Welcome to BeeSource.com. You will learn many things at this website and get lots of answers. Just feel free to ask your questions and we will all help you out. Be aware that if you ask the same question of two beekeepers you will get three answers. Years ago I was in Libya.
Bear Creek Steve


----------



## josethayil (Jul 17, 2008)

Hi there, just wondering what bees do you use in libya?


----------



## tecumseh (Apr 26, 2005)

welcome aboard seddig. what kind of bees might you have in north africa? 

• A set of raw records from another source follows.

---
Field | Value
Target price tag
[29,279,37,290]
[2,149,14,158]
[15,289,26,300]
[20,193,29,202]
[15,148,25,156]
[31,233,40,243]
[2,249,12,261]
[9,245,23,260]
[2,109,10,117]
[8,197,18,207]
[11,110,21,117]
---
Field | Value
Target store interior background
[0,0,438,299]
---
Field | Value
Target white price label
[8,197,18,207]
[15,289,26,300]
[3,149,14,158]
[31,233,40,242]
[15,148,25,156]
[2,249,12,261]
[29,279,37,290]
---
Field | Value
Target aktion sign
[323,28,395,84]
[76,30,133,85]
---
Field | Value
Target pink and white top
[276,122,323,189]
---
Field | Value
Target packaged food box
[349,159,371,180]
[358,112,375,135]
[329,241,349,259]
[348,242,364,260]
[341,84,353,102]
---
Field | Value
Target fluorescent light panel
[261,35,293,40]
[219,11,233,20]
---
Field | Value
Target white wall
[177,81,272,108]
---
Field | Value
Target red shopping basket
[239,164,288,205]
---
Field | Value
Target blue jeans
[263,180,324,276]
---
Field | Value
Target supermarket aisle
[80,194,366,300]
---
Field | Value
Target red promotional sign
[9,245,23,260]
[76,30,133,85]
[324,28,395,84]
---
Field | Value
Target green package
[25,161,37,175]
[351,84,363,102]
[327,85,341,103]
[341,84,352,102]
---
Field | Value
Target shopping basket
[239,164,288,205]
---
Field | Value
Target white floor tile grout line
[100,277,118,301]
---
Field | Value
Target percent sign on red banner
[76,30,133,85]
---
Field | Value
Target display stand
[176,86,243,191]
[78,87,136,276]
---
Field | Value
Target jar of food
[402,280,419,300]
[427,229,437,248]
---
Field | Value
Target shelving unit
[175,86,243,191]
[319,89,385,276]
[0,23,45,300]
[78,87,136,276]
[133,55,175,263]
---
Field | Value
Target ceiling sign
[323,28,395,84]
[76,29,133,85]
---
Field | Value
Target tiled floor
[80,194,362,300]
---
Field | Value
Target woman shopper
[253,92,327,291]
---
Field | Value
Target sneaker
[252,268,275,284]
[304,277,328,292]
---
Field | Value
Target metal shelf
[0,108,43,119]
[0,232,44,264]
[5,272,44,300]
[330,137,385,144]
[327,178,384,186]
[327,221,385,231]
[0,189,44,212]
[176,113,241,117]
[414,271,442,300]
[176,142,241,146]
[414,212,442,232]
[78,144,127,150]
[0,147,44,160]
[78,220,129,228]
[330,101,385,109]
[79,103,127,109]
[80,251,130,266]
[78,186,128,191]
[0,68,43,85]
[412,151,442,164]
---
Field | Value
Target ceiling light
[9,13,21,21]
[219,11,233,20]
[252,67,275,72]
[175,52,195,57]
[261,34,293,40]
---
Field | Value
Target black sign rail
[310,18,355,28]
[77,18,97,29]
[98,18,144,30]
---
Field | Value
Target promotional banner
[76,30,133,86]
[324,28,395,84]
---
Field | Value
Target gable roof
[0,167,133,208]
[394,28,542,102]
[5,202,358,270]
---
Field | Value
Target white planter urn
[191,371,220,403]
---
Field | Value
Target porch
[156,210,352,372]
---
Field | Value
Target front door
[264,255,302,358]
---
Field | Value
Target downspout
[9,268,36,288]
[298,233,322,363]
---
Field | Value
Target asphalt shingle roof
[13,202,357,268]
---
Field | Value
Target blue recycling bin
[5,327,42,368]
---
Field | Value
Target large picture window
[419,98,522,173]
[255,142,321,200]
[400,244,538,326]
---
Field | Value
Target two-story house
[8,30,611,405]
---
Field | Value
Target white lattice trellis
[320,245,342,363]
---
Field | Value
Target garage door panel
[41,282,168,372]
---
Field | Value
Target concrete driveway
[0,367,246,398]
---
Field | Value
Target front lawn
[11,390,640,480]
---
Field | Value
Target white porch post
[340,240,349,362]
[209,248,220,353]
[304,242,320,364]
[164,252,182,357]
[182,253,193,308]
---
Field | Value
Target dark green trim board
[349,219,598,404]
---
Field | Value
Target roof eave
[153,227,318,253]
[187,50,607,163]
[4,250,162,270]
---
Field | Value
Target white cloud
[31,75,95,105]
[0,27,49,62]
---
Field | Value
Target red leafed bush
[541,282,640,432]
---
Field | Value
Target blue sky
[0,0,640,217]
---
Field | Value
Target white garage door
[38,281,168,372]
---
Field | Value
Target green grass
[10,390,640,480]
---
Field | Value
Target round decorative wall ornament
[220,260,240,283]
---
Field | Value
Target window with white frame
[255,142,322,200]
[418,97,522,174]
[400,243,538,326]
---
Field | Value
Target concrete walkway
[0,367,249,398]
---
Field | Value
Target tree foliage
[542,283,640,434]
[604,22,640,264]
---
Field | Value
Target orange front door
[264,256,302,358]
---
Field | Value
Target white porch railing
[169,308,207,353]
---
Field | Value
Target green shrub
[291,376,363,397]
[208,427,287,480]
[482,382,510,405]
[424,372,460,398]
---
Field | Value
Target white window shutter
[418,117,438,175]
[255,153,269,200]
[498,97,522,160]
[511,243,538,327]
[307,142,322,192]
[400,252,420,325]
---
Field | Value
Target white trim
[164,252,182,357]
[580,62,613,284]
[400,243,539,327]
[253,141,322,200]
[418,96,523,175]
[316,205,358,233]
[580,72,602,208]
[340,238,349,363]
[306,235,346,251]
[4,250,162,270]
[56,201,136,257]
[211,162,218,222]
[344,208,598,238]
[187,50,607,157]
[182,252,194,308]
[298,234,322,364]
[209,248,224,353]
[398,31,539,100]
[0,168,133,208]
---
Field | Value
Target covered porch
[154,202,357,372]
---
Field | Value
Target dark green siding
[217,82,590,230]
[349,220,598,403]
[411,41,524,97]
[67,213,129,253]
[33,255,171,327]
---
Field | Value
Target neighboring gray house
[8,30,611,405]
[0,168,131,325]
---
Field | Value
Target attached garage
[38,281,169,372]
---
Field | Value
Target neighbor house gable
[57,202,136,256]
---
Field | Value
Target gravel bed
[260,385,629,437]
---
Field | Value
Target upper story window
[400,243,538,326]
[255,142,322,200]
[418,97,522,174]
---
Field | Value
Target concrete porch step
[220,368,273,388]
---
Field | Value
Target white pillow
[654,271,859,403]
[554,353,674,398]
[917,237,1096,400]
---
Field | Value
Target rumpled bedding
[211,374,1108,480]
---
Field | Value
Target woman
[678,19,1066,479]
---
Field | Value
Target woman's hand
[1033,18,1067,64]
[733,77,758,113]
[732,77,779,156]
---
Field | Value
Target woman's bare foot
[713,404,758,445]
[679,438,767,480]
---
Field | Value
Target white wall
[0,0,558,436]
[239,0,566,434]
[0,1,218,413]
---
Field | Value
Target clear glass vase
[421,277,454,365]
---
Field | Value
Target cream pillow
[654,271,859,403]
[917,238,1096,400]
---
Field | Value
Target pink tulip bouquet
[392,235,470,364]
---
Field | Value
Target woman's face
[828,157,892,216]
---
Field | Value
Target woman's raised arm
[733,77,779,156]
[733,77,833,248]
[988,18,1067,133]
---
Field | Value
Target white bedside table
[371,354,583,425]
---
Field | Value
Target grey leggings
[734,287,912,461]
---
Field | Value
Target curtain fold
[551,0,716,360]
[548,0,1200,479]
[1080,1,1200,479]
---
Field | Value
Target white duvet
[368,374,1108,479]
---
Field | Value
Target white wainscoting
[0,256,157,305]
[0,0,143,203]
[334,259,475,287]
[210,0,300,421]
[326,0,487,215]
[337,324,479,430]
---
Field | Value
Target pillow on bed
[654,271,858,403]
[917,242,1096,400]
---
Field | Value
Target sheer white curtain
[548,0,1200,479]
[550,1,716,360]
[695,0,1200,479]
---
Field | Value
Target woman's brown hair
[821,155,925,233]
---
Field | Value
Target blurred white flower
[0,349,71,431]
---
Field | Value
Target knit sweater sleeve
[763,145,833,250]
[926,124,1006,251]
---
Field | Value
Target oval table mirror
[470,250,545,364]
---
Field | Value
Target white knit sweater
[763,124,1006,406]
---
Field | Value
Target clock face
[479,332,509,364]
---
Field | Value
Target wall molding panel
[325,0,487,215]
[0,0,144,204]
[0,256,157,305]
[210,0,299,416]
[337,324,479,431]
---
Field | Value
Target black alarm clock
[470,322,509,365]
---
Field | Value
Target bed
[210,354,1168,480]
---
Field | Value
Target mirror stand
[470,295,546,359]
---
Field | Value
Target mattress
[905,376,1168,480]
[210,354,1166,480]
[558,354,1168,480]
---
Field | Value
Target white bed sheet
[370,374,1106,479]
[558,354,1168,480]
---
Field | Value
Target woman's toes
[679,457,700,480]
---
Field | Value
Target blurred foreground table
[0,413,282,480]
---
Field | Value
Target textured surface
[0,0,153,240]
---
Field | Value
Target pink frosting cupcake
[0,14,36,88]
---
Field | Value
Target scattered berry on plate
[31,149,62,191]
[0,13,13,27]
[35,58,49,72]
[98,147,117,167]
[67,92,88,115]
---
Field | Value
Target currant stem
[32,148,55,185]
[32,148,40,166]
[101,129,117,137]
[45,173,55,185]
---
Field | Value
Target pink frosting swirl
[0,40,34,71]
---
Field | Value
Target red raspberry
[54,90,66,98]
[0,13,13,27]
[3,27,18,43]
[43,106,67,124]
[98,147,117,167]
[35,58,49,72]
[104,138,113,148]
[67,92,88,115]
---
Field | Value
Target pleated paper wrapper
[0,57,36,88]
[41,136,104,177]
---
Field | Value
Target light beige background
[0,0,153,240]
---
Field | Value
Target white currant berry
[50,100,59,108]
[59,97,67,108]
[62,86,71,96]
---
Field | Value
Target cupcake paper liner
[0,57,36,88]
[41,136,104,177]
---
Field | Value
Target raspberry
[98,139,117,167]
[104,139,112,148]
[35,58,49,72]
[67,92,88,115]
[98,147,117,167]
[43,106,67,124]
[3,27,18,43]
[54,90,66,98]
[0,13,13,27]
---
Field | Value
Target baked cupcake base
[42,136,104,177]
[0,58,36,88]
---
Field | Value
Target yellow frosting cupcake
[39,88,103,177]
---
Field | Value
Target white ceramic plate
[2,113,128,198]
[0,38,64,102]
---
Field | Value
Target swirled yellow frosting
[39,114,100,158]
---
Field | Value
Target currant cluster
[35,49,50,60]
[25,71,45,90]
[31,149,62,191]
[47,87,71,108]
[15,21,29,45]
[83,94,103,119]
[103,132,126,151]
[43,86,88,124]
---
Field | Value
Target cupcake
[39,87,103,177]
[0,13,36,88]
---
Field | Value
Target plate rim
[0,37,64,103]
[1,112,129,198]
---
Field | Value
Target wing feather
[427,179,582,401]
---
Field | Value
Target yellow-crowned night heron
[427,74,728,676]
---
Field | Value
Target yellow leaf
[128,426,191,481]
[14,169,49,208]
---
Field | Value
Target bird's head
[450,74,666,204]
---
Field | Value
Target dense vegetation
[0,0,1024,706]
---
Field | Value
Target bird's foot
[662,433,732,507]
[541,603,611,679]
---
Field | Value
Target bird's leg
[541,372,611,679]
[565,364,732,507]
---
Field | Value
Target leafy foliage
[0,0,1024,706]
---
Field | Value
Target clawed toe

my ain't we gettin' real international here at beesource? which is a good thing, I would think.


----------



## Libyan Beekeeper (Jun 24, 2008)

Thank you all for the warm welcome,

Iam so happy that i found such a community i may need to ask about bees. i will never hesitate to aske anything no matter how stupid it maybe.

well the bees iam having are likely to be italian, in this country I couldnt get an answer to what races of bees that exsist. and Its very difficult to find out as Its all mixed up races.

I will try to post some pIctures of my bees just for your courisity,and i might get an answer from you guys..

LBK
Seddig


----------



## Libyan Beekeeper (Jun 24, 2008)

Bear Creek Steve said:


> Seddig,
> 
> Welcome to BeeSource.com. You will learn many things at this website and get lots of answers. Just feel free to ask your questions and we will all help you out. Be aware that if you ask the same question of two beekeepers you will get three answers. Years ago I was in Libya.
> Bear Creek Steve


Hi Bear Creek Steve,

Thank you very much for the welcom, Certainly i will learn more from this website and dont worry i will storm you with questions as soon as it come up.

Its very nice to know that you were in Libya, Were you in Oil fields Business??

LBK

SEddig


----------



## Elwood (Apr 8, 2009)

Seddig,
Your English is plenty good enough for me to understand. Welcome.


----------



## Michael Bush (Aug 2, 2002)

>I have done my best to compose this post without mistakes.

And I believe you succeeded...

Welcome.


----------



## Bear Creek Steve (Feb 18, 2009)

*Libya*

Seddig,

In the late1950's I assisted with some mapping work all over the country, but not with the oil industry.

Bear Creek Steve


----------



## seamuswildhoney (Jul 24, 2008)

welcome from south carolina i got into beekeeping because of the bees coming to me they got into a mobile home about to be moved cost me $320 usd so i kept the bees now 20 hives later i love bees more than ever i even gave a girl in the dominican republic an apitherapy sting she shook my right hand with her used to be crippled hand before i left. my fiancee is from nigeria, she wants to start beekeeping there! where are those mean african bees?


----------



## heaflaw (Feb 26, 2007)

Welcome Seddig. As well as you learning from posts from us here in the US, we are hoping we can also learn from you. If you know of ways that beekeepers in Libya do things differently, please let us know. Hopefully other beekeepers from your area will contribute also.


----------